This influential lady developed the English border as an alternative to the Victorian’s formalized “bedding out” schemes, where flowers were arranged in mass displays much like the colors on a paint-by-number canvas, a practice that is still de rigueur in municipal parks.

To this day, sophisticated gardeners pay homage to Jekyll by turning up their collective noses at such plantings, declaring them garish and déclassé.

Much of what we believe to be Jekyll’s legacy is not her doing. When I read her landmark book “Color Schemes for the Flower Garden,” first published in 1908, I was surprised to learn that Ms. Jekyll was a fan of strong texture. While we think that including tropicals, desert plants and grasses is a fairly modern innovation, she incorporated bold plants like cannas, dahlias, yuccas and ornamental grasses into her designs. Jekyll also came to the defense of bedding annuals such as scarlet geraniums and lobelias, plants already out of favor at the turn of the last century, contending that “It wasn’t the plant’s fault that they have been overused or employed in dull or even stupid ways.”

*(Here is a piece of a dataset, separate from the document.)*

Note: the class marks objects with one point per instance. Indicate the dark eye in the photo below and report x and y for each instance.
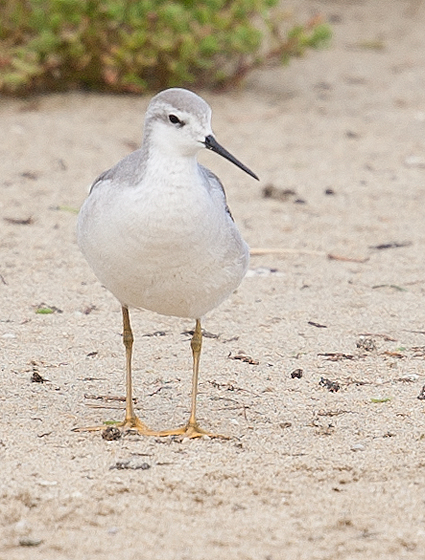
(175, 120)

I do, however, have a problem with Gertrude Jekyll’s reverence for her topic. There is not even a hint of a giggle in her musings. The grand dame of horticulture had no use for the mundane or the mediocre. Gardeners have a duty – her word – to elevate gardening to a fine art. I suspect she meant well, but her legacy has become our gardening id – that little voice that leaves us fretting over our duty to good taste.

The result is that most of us play it safe, making pretty but not very bold gardens. Pastel “English gardens” predominate because pastels are darned difficult to screw up. Gardeners get all kinds of weird advice concerning color from contemporary designers.

One writer warns that “red, orange, yellow and blue crammed together into tight quarters looks jumbly.” Huh? Or “white is rarely right with scarlet since it makes the planting look stark as a flag.” My favorite is “white should stay away from magenta, mauve, and fuchsia since it makes the flowers look like dingy lingerie.”

We can’t blame Jekyll for all of this goofy advice. She didn’t write it. She just set the stage when fear of doing the wrong thing hinders us and makes us hesitant to try something daring.

It’s a shame, because innovation occurs not when we follow someone else’s advice but when we strike out in new directions. I often wonder how she would react if they knew that, in her name, all forward progress in perennial garden design stopped in 1921. It’s one thing to be inspired by the past, another entirely to slavishly repeat it in perpetuity.

Within the bounds of social responsibility – who wants to live next to a lawn of bindweed? – gardens are where we should be able to express our individuality with complete freedom. If they make us giggle occasionally, so much the better.